Gene and Wyatt encounter racism in many forms while confusingly shifting between time periods, breaking the fourth wall, and poking fun at themselves as Wyatt learns how to be an ally, proudly proclaiming his growth as a human being. When Gene asks Wyatt for help amid a fight, Wyatt admits, “Oh yeah. Sorry, I got lost in a brief spat of character development.” Early on, Wyatt says to Gene, “Hmm . . . a lot of your accomplishments are making me question my preconceived notions about you.” Later, Gene yells at Wyatt, calling him “quite possibly the most helpless, hapless, shiftless shit-for-brains idiot I’ve ever met! What’s your great struggle, what’s your cross to bear: Learning to be less racist and understand privilege? BOO FUCKING HOO!” And Wyatt tells himself with wonder, “Maybe it is harder to be a Black man in America . . . NAH!”

Throughout the show, musical director Andrew Hink, gleefully sitting at his keyboard stage right, plays an eclectic collection of instrumentals, from Britney Spears’s “Baby One More Time” to Scott Joplin’s “Maple Leaf Rag.” (Every episode of The Uncle Floyd Show featured Vivino performing old standards on piano, though with vocals.)

A wacky cast explores racism and white supremacy in fun spoof at Soho Playhouse (photo by Eddie Merino)

Is RTMTP wildly uneven? You betcha. Do they sledgehammer home their points? Sure, but they are pretty important points. Do more jokes miss than hit their targets? Probably — I wasn’t keeping score — but there are a ton of one-liners, and even the very best baseball players reach base only forty percent of the time.

The depiction of what happens when someone gets canceled is pure genius, the danger of telegraphing while driving is made clear, and T-shirts are emblazoned with playful but serious political messages. Throw in some S&M, a bit of blackface, goofy costumes and props, some improvising in response to audience reaction, low-rent projections that show where the action is taking place, and a cast that is ready, willing, and able to laugh at itself and you have the ingredients of a lively, enjoyable evening, though I would skip the chicken cutlet sandwich. (Plus, if you’re white, you’ll feel like you’ve earned another notch toward your own OOTGO badge.)

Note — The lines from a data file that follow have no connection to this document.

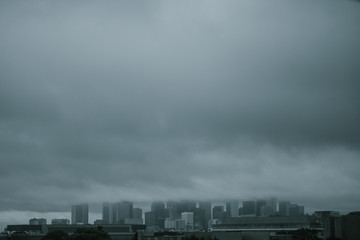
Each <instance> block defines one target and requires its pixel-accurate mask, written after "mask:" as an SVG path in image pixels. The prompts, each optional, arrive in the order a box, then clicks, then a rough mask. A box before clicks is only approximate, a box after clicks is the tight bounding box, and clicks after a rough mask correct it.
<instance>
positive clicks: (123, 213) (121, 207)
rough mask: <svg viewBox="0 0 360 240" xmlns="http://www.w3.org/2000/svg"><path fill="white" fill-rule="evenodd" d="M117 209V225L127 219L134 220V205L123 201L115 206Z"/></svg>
mask: <svg viewBox="0 0 360 240" xmlns="http://www.w3.org/2000/svg"><path fill="white" fill-rule="evenodd" d="M114 209H115V216H116V217H115V223H123V222H124V220H125V218H132V214H133V203H132V202H129V201H122V202H118V203H115V204H114Z"/></svg>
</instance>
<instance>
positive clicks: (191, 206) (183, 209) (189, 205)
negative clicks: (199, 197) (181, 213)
mask: <svg viewBox="0 0 360 240" xmlns="http://www.w3.org/2000/svg"><path fill="white" fill-rule="evenodd" d="M195 209H196V202H195V201H188V200H182V201H180V202H178V203H177V212H178V213H179V214H181V213H183V212H194V211H195Z"/></svg>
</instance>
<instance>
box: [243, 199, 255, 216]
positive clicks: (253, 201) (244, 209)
mask: <svg viewBox="0 0 360 240" xmlns="http://www.w3.org/2000/svg"><path fill="white" fill-rule="evenodd" d="M243 215H255V202H254V201H244V202H243Z"/></svg>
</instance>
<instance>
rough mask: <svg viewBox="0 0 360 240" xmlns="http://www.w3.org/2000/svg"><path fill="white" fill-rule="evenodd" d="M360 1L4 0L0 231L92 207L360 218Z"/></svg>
mask: <svg viewBox="0 0 360 240" xmlns="http://www.w3.org/2000/svg"><path fill="white" fill-rule="evenodd" d="M359 10H360V3H359V1H347V0H319V1H307V0H306V1H283V0H274V1H271V2H269V1H266V0H259V1H252V0H244V1H236V0H226V1H213V0H210V1H206V0H200V1H190V0H185V1H165V0H159V1H136V0H135V1H119V2H118V1H110V2H98V1H83V0H79V1H42V0H34V1H26V0H19V1H0V53H1V54H0V225H2V226H4V225H5V224H6V223H8V222H13V223H16V222H19V221H21V219H24V218H26V219H31V218H33V217H43V216H45V218H47V217H46V216H50V215H57V217H55V218H68V217H66V216H68V211H69V207H71V205H73V204H80V203H82V202H84V201H86V202H88V203H89V207H90V209H91V208H93V207H94V208H93V209H94V210H93V211H94V214H95V216H97V215H96V214H100V210H99V209H101V203H103V202H117V201H123V200H124V201H126V200H127V201H133V202H134V203H136V202H137V203H139V205H137V206H140V205H141V204H145V203H149V202H153V201H159V200H164V199H173V200H177V199H194V200H205V201H206V200H213V201H218V200H222V199H240V200H248V199H254V198H258V199H261V198H264V197H270V196H277V198H279V199H286V200H288V201H291V202H298V203H299V204H301V205H303V206H306V207H307V209H309V210H312V209H313V210H315V209H317V210H329V209H330V210H335V211H340V212H351V211H358V210H359V209H360V192H359V191H358V190H359V189H360V174H359V169H360V138H359V136H360V124H359V122H360V94H359V90H360V81H359V79H360V65H359V56H360V47H359V39H360V28H359V26H360V14H359ZM99 205H100V206H99ZM37 214H39V215H37ZM91 218H92V217H91ZM184 218H185V216H184ZM89 220H90V219H89Z"/></svg>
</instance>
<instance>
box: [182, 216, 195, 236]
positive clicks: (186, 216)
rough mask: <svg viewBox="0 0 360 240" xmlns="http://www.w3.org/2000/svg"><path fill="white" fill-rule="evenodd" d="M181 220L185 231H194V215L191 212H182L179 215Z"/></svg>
mask: <svg viewBox="0 0 360 240" xmlns="http://www.w3.org/2000/svg"><path fill="white" fill-rule="evenodd" d="M181 220H183V221H184V223H185V230H186V231H188V232H189V231H193V230H194V213H193V212H183V213H181Z"/></svg>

One of the highlights the night I went was when Edwards was unable to get a line right after trying several times, so he asked Wiggins, as T’Challa-Latte, for help; it was almost too perfect that the sentence he couldn’t get out was “Let me get this straight, so the only way for us to unlock the power of diversity is if we fulfill the white q’uota?”

Race: The Movie: The Play might not run for a quarter-century and four thousand episodes like The Uncle Floyd Show did — it’s scheduled to close May 27 — but Duran and Raybould are still hoping to make that film, which will, of course, be called Race: The Movie: The Play: The Movie.